Então, por favor, não venha ocupar meu tempo tentando me amar. Não se aproxime de mim querendo me conhecer. Não me chame pra ver uma comédia romântica no cinema de mãos dadas que hoje eu não tô pra isso. Não me mande uma mensagem dizendo que pensou em mim antes de dormir. Não me pegue pela mão, não faça amizade com meus pais, não conquiste os meus irmãos, não converse com os meus amigos. Não cheire o meu pescoço, nem faça carinho no meu cabelo, porque, olha, eu estou muito ocupada pra isso. Não me ligue todos os dias pra saber como eu estou. Não tente me conquistar. Olha, todo o mundo que fez isso nas últimas semanas ou nos últimos meses só conseguiu de mim um maior abismo emocional.
Me desculpa, eu tô ocupada demais comigo mesma, gostando de mim mesma, cuidando de mim e de alguns amigos, e estreitando aqueles laços que me fazem bem.
Então, por favor, não diga que minha voz é linda, nem que ama a frangrância do meu perfume misturada com o meu cheiro, nem pesquise as minhas bandas preferidas e nem busque formas alternativas de se aproximar. Porque agora eu não tenho tempo pra amar ninguém.

Os opostos se atraem

"Os opostos se distraem, os dispostos se atraem..." Realejo - O Teatro Mágico

Eu me prendi várias vezes nestes versos pensando no que pretendem dizer. Ou se pretendem dizer algo. Não os deixo de admirar pela sua forma, pela maneira como brincam com o ditado tanta vez repetido. Os opostos se atraem. Um tanto cliché, um tanto verdade. Mas me pergunto se aqueles versos (des)pretensiosos não guardam uma verdade grande demais: a de que ficamos perdidos, distraídos, buscando satisfazer-nos em nossos opostos, enquanto apenas os que se põem dispostos a amar algo além das primeiras sensações são capazes de encontrar o caminho para uma relação que, mais do que intensa, é sustentável, e em que haja, mais do que uma atração irresistível, compatibilidade. Será que, na busca por alguém que nos complete emocionalmente, não nos perdemos e nos distraímos numa série de experiências que, talvez por terem tudo pra dar errado, nos parecem excitantes e atraentes e desafiadoras?
Me passa pela cabeça que talvez isso seja uma forma de buscar um relacionamento que já esteja fadado ao insucesso para que, ao final, possa-se culpar as circunstâncias ou o desgaste do tempo ou a vida. Isso nos poupa de assumir o controle das nossa atitudes e, consequentemente, nos poupa de assumir certas responsabilidades. Não culpas, responsabilidades. Isso nos poupa de olhar pra um objetivo e vê-lo como algo a ser conquistado continuamente. Os dispostos se atraem porque estão decididos a lutar e a se esforçar em prol de algo. Porque não culpam as circunstâncias, mas se dispõem a tomar as rédeas da própria vida.
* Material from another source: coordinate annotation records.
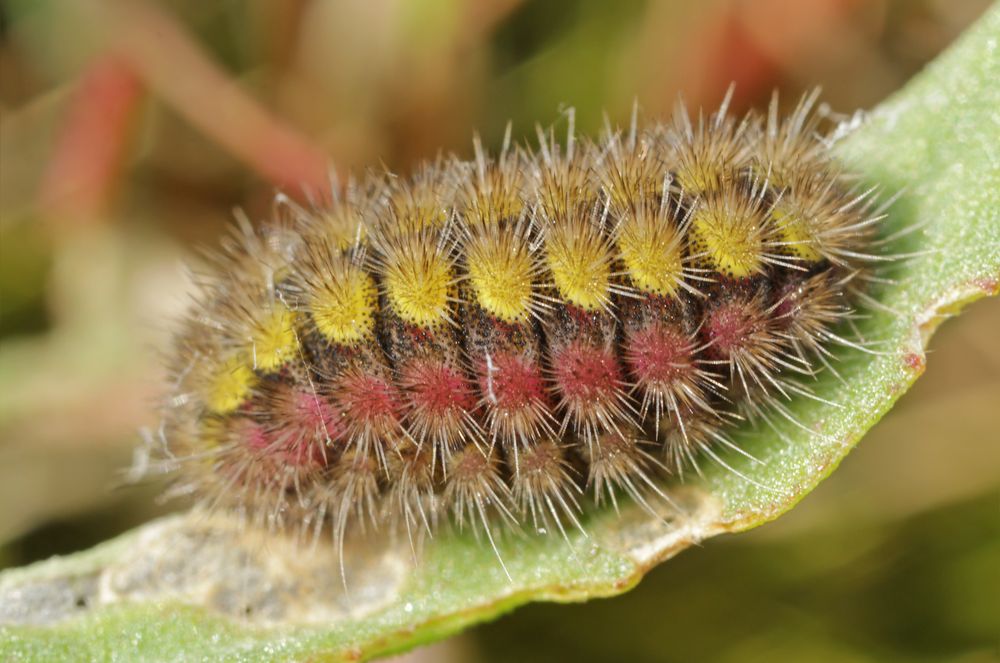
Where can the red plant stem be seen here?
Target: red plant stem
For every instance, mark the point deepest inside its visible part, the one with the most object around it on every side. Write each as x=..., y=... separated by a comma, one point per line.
x=91, y=146
x=177, y=70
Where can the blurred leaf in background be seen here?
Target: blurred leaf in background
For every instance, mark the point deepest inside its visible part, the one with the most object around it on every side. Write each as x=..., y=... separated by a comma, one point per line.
x=110, y=173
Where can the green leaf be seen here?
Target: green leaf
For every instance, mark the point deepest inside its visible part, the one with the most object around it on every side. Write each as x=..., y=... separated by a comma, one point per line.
x=190, y=586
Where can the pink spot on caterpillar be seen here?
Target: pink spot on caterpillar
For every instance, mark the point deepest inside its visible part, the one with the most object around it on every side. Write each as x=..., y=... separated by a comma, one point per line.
x=727, y=328
x=511, y=382
x=436, y=388
x=586, y=373
x=658, y=354
x=368, y=398
x=304, y=425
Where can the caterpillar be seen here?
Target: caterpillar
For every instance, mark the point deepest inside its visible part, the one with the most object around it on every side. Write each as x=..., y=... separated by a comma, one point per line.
x=492, y=343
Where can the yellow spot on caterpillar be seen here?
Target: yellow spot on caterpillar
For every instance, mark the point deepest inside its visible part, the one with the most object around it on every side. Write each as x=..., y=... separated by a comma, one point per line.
x=344, y=308
x=273, y=341
x=730, y=239
x=229, y=385
x=419, y=284
x=651, y=250
x=794, y=234
x=500, y=273
x=701, y=177
x=343, y=227
x=580, y=263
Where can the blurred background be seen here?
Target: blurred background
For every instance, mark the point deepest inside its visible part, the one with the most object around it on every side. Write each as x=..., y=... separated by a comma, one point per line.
x=130, y=130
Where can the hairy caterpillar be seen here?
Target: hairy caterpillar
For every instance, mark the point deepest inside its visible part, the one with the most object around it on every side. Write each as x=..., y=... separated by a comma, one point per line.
x=487, y=342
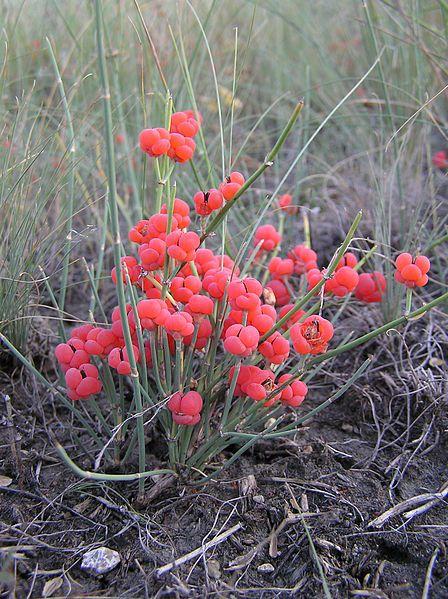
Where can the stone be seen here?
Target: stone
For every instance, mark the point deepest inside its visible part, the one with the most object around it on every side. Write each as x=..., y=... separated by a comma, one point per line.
x=100, y=561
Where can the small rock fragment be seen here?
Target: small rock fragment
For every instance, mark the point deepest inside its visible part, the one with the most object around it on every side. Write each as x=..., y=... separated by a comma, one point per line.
x=214, y=569
x=100, y=561
x=265, y=568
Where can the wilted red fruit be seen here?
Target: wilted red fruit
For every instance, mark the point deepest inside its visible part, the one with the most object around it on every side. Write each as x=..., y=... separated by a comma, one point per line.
x=181, y=148
x=152, y=313
x=83, y=381
x=241, y=340
x=254, y=382
x=199, y=306
x=71, y=354
x=182, y=246
x=294, y=394
x=152, y=254
x=245, y=294
x=281, y=267
x=440, y=159
x=155, y=142
x=412, y=271
x=181, y=212
x=183, y=288
x=119, y=359
x=269, y=236
x=285, y=204
x=134, y=270
x=304, y=259
x=231, y=186
x=312, y=335
x=275, y=349
x=282, y=295
x=186, y=408
x=179, y=324
x=184, y=123
x=371, y=287
x=206, y=203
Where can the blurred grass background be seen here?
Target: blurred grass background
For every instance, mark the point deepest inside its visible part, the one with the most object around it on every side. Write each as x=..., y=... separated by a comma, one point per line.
x=244, y=64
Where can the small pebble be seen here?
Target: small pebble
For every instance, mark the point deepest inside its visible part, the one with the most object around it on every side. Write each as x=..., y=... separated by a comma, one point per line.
x=100, y=561
x=265, y=568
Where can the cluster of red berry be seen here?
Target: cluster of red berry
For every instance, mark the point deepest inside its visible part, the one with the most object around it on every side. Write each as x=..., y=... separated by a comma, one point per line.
x=185, y=287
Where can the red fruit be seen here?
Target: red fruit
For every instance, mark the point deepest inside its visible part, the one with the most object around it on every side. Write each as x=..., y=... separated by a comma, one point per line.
x=293, y=394
x=100, y=342
x=440, y=159
x=183, y=288
x=241, y=340
x=83, y=381
x=71, y=354
x=181, y=212
x=216, y=280
x=280, y=268
x=119, y=359
x=183, y=123
x=179, y=324
x=285, y=204
x=371, y=287
x=152, y=313
x=182, y=246
x=304, y=259
x=245, y=294
x=186, y=408
x=155, y=142
x=275, y=349
x=412, y=272
x=206, y=203
x=134, y=270
x=343, y=281
x=312, y=335
x=200, y=306
x=152, y=254
x=282, y=295
x=231, y=186
x=181, y=148
x=269, y=236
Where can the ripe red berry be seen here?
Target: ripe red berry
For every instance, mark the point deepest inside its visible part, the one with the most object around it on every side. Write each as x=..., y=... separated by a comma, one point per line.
x=412, y=272
x=371, y=287
x=275, y=349
x=312, y=335
x=206, y=203
x=231, y=186
x=186, y=408
x=281, y=267
x=282, y=295
x=179, y=324
x=182, y=246
x=241, y=340
x=155, y=142
x=83, y=381
x=181, y=148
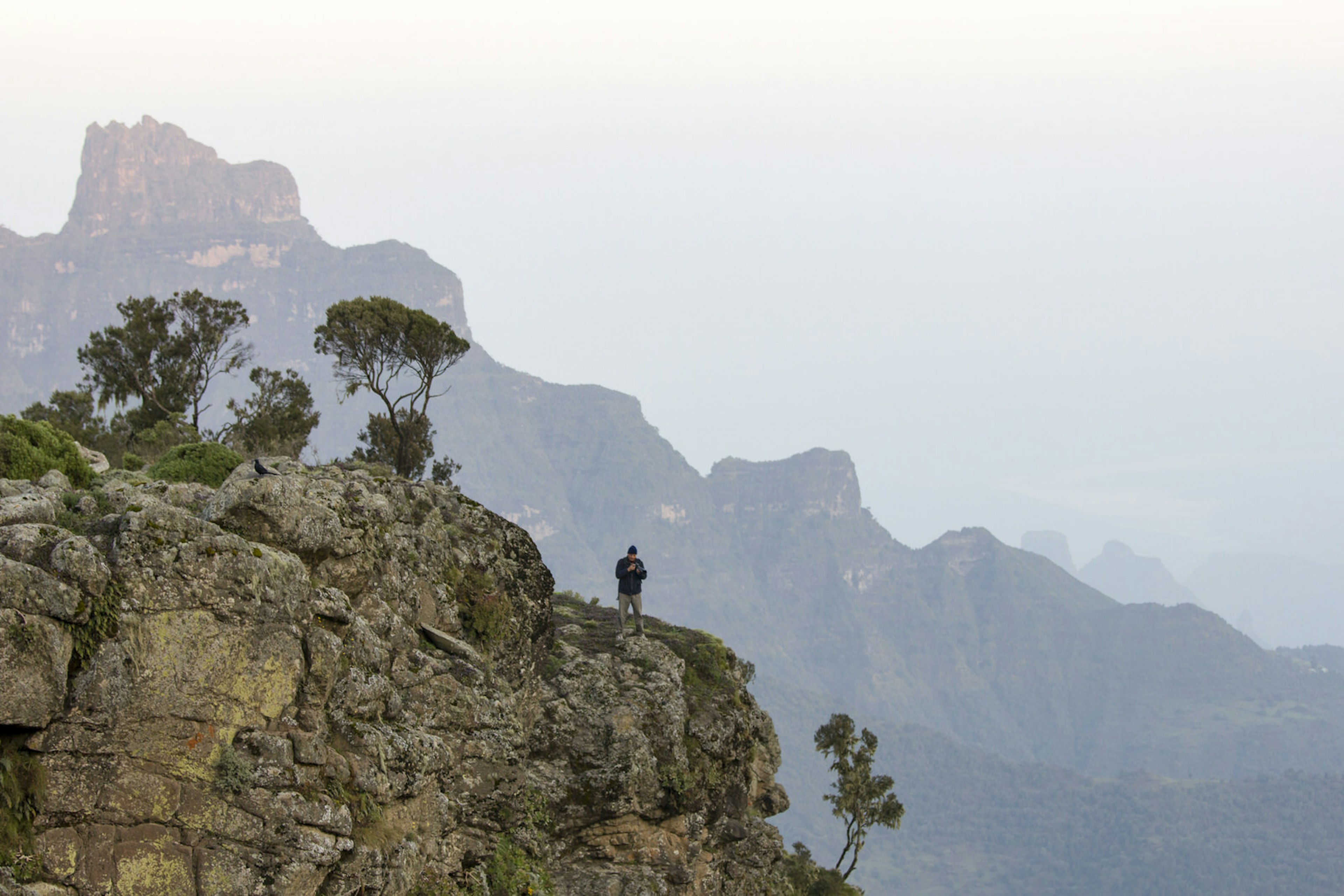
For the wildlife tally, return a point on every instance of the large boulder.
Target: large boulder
(328, 682)
(34, 653)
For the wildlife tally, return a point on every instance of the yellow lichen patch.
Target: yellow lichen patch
(59, 851)
(154, 870)
(193, 665)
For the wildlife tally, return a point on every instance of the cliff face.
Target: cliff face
(324, 683)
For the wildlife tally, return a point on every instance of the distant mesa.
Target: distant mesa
(154, 175)
(1121, 574)
(1053, 546)
(156, 211)
(816, 481)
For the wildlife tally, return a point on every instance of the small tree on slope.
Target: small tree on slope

Porque se põem a analisar e a fazer as próprias escolhas e a aceitar as consequências delas. E porque diariamente buscam formas de fazer caminhar algo que nunca iria funcionar sem esse esforço. Porque paixão passa, porque a convivência desgasta, porque o tempo extingue. Se não há dispostos buscando atrair-se, todo relacionamento está fadado ao fim ou a um estado lamentável em que a força do hábito e o medo de enfrentar o vazio prendem duas pessoas em uma relação insatisfatória e frívola.